Cerrahi: Kanser böbrekle sınırlıysa, genellikle tümörün tamamını çıkarmayı amaçlayan cerrahi ile tedavi edilir. Bu, etkilenen böbreğin tamamının veya bir kısmının çıkarılmasını içerebilir. Ne kadarının çıkarılacağına dair karar, diğer böbreğin ne kadar iyi çalıştığı ve tümörün ne kadar büyük olduğu gibi farklı şeylere bağlıdır. Bazı durumlarda, kanser vücudun diğer bölgelerine yayılmış olsa bile cerrahi kanama, ağrı vb yakınmaların gerilemesine yardımcı olabilir.
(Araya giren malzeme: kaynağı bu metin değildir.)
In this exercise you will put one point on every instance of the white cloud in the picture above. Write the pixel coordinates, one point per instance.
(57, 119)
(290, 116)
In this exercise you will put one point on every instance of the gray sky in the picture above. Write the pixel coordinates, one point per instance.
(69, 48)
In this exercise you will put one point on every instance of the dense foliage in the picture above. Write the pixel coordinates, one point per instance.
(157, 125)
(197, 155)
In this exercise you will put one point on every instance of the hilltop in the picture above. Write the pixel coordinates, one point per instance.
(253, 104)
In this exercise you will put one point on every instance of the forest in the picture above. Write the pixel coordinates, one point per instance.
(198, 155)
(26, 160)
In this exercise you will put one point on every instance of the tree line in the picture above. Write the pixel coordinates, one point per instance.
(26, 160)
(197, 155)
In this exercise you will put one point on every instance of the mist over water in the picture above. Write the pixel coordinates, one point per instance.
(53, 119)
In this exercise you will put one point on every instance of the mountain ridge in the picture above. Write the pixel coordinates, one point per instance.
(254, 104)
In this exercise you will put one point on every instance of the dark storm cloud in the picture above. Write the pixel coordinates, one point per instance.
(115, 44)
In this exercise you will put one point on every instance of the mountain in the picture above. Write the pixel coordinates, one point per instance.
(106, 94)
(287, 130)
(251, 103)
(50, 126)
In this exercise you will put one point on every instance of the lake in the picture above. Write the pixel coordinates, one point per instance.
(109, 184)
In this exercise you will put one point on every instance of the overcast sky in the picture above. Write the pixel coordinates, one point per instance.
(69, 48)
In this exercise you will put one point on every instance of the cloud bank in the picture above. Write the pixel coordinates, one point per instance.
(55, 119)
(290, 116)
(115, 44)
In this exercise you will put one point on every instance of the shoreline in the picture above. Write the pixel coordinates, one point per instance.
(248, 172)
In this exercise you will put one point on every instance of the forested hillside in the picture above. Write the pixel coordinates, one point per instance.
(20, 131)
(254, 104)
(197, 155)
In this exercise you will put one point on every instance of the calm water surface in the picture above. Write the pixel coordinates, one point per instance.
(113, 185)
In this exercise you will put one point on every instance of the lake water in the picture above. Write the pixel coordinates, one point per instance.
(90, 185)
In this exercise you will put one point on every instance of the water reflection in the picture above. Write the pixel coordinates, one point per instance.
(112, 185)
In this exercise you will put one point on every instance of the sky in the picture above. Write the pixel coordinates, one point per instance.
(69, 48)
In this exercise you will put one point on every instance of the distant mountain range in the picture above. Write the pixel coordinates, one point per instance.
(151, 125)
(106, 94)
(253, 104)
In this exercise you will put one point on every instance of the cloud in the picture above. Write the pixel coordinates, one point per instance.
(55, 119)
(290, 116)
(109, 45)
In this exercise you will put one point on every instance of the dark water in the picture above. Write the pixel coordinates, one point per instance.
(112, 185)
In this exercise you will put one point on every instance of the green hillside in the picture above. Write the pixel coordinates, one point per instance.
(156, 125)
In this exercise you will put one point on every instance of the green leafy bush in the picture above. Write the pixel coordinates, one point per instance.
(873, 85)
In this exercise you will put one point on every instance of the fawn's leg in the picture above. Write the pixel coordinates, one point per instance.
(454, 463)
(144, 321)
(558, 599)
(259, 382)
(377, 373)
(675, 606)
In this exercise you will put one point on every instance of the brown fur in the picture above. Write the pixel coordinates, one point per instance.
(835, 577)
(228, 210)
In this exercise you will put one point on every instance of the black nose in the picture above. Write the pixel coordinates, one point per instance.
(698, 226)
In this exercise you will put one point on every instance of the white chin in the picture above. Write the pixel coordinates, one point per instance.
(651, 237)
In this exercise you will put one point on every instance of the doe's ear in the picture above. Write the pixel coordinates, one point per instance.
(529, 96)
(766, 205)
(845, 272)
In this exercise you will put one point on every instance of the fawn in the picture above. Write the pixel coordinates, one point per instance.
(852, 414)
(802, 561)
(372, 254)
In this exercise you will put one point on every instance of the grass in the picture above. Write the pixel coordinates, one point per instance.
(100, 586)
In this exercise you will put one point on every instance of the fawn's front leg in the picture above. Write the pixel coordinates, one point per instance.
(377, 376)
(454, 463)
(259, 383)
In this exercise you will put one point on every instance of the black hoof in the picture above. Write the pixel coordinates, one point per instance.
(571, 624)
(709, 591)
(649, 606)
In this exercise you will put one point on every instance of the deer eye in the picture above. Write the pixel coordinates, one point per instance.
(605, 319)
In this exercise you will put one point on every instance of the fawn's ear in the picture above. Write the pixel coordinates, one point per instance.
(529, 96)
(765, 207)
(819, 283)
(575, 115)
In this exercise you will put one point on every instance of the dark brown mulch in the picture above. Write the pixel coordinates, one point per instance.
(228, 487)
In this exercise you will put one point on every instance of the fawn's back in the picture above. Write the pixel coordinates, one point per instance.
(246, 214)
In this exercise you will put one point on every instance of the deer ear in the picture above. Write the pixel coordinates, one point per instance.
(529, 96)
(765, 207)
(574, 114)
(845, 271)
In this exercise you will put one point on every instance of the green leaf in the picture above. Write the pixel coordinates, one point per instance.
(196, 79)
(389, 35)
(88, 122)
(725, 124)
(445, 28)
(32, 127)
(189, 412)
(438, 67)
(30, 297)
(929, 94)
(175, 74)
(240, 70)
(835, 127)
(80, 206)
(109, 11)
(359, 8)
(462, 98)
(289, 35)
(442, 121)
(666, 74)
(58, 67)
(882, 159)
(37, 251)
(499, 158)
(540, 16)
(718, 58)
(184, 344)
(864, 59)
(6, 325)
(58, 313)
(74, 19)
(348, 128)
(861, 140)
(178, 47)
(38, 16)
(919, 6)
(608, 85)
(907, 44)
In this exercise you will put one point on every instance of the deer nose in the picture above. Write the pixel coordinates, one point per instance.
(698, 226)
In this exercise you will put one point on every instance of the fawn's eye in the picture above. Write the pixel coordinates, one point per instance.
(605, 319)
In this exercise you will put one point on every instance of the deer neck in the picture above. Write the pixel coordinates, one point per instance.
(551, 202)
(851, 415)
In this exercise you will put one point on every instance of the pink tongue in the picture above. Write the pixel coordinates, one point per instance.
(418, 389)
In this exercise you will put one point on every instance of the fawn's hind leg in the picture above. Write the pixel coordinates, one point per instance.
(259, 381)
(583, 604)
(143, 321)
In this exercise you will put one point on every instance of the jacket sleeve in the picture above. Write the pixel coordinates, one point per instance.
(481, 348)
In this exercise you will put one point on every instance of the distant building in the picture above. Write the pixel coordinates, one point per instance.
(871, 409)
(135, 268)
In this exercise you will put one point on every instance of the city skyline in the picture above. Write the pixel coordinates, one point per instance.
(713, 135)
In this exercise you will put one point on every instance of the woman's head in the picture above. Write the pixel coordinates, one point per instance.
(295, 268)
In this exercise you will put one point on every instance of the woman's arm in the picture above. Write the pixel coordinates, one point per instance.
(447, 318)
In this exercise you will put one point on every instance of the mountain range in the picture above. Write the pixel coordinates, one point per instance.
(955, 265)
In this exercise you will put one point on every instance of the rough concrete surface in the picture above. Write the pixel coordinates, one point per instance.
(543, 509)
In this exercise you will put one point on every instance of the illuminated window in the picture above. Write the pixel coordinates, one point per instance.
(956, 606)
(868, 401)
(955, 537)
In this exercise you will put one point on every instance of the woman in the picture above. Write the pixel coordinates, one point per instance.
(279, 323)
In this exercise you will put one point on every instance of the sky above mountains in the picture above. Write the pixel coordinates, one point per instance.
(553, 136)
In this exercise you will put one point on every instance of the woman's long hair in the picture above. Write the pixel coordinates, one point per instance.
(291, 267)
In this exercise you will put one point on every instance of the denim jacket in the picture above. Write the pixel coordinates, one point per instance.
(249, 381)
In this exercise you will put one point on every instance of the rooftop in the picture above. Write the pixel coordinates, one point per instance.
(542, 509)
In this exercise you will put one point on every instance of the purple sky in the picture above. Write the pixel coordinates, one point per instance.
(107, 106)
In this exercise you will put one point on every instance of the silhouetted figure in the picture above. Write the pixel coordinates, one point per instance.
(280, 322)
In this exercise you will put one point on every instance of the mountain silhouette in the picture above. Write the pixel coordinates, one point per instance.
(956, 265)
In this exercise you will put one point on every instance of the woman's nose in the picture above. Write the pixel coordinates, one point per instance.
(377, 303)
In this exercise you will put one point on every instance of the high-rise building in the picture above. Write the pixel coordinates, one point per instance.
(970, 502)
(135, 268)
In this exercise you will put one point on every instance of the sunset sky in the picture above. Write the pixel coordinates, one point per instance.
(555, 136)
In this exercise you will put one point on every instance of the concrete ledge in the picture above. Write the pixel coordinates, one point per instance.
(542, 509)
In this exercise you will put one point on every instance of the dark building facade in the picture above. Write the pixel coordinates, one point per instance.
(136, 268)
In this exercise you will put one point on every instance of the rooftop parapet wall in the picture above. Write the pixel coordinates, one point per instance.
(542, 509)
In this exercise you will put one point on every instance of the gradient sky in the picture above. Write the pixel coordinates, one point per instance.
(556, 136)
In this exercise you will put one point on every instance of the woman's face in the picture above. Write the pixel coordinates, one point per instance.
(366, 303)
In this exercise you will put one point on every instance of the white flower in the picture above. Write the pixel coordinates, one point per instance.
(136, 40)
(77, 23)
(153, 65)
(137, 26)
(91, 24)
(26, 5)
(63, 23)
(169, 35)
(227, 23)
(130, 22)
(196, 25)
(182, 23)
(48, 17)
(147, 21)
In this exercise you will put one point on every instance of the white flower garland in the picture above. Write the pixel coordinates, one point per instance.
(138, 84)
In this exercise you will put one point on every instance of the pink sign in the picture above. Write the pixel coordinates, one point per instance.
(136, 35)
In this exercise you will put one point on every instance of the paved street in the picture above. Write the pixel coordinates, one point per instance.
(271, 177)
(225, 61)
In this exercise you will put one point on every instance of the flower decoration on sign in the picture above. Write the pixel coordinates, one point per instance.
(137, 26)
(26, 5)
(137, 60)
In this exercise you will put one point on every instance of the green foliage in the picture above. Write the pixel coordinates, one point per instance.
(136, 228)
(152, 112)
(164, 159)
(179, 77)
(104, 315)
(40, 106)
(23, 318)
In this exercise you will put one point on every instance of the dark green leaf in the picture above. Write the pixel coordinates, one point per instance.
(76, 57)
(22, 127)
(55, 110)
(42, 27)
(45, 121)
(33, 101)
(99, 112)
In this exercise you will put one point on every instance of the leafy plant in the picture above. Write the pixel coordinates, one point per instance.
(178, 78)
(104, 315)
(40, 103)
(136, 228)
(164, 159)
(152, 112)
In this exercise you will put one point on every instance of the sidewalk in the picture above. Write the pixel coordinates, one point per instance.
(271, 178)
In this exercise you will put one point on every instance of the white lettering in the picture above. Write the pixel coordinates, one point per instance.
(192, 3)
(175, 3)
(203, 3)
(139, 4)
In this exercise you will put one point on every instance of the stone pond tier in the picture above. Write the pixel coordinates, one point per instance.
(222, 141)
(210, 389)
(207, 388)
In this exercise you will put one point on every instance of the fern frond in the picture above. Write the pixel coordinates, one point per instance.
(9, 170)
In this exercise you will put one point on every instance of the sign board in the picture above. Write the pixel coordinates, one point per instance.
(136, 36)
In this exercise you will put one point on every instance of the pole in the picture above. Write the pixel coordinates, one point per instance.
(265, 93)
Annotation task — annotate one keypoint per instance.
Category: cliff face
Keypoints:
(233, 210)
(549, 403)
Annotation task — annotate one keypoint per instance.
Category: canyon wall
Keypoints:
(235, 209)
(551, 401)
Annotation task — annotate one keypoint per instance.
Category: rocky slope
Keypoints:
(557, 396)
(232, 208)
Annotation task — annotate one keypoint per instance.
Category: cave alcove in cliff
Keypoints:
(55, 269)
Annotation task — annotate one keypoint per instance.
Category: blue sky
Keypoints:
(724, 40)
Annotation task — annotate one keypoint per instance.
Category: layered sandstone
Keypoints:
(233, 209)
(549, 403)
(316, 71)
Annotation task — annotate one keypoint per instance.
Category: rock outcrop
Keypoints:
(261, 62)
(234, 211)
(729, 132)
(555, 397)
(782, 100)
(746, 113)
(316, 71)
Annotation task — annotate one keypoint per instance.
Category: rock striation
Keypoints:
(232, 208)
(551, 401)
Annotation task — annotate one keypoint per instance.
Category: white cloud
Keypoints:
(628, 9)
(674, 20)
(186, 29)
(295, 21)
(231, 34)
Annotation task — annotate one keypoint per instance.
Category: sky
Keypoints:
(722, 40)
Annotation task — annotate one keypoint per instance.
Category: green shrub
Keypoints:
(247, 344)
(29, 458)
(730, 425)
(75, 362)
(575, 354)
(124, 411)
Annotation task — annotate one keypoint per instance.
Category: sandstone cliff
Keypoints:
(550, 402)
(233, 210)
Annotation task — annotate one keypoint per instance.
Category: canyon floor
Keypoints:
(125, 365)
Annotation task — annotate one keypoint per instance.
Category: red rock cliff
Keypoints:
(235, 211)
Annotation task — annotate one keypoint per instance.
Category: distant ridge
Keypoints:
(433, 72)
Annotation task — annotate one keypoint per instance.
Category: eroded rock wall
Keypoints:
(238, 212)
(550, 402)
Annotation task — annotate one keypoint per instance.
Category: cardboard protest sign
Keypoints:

Embolizasyon: Cerrahi hasta için uygun değilse sınırlı aşamadaki böbrek kanserlerinde hastalıklı böbreği besleyen damarın tıkanması (embolizasyon) sağlanarak tedavi edilmeye çalışılır. Bu işlem tümörün küçülmesini sağlar.
İlaç Tedavisi: Hedefe yönelik tedaviler, immünoterapiler, interferon tedavileri kullanılır. Bunlar tek tek veya birlikte de kullanılabilirler. Özellikle son yıllarda immünoterapi ve hedefe yönelik ajanların bir arada kullanımının oldukça başarılı olduğu görülmüştür.

Hedefe yönelik tedavi, kanser hücrelerinin özelliklerine yönelik uygulanan ilaçlarla gerçekleşir. Bazı hedefe yönelik tedaviler, büyüme sinyalinin kanser hücresine ulaşmasını engeller; bazıları kan yoluyla kanser hücresinin beslenmesini azaltır, bazıları ise bağışıklık sistemini güçlendirerek kanser hücrelerini tanır ve saldırır. 

İmmünolojik tedavinin amacı, vücudun bağışıklık sistemini güçlendirerek kanser hücreleri ile savaşmak ve onları yok etmektir. Böbrek kanserinde immünoterapide kullanılan ana ilaçlar, yeni nesil immünoterapi ilaçları (monoklonal antikorlar) ve sitokinlerdir. (bağışıklık sistemini harekete geçiren sentetik proteinler)
Tedaviden Sonra Ne Olur?
Tedaviden sonra, kanserin geri gelip gelmediğini görmek için belirli aralıklarla kontrol edilmeniz gerekir. Takip testleri muayeneleri, laboratuvar testlerini ve görüntüleme tetkiklerinin içerebilir.
Başka Ne Yapmalıyım?

Doktorunuzun ziyaretler ve testler hakkındaki tüm talimatlarına uymanız önemlidir. Ayrıca, tedavi sırasında yaşadığınız herhangi bir yan etki veya sorun hakkında doktorunuzla iletişim kurmanız gerekmektedir. Size bir tedavi önerildiğinde şunları sorabilirsiniz:

  • Bu tedavinin faydaları nelerdir? Daha uzun yaşamama yardımcı olma olasılığı var mı? Semptomları azaltacak veya önleyecek mi?
  • Bu tedavinin dezavantajları nelerdir?
  • Bu tedavinin dışında başka seçenekler var mı?
  • Bu tedaviyi yaptırmazsam ne olur?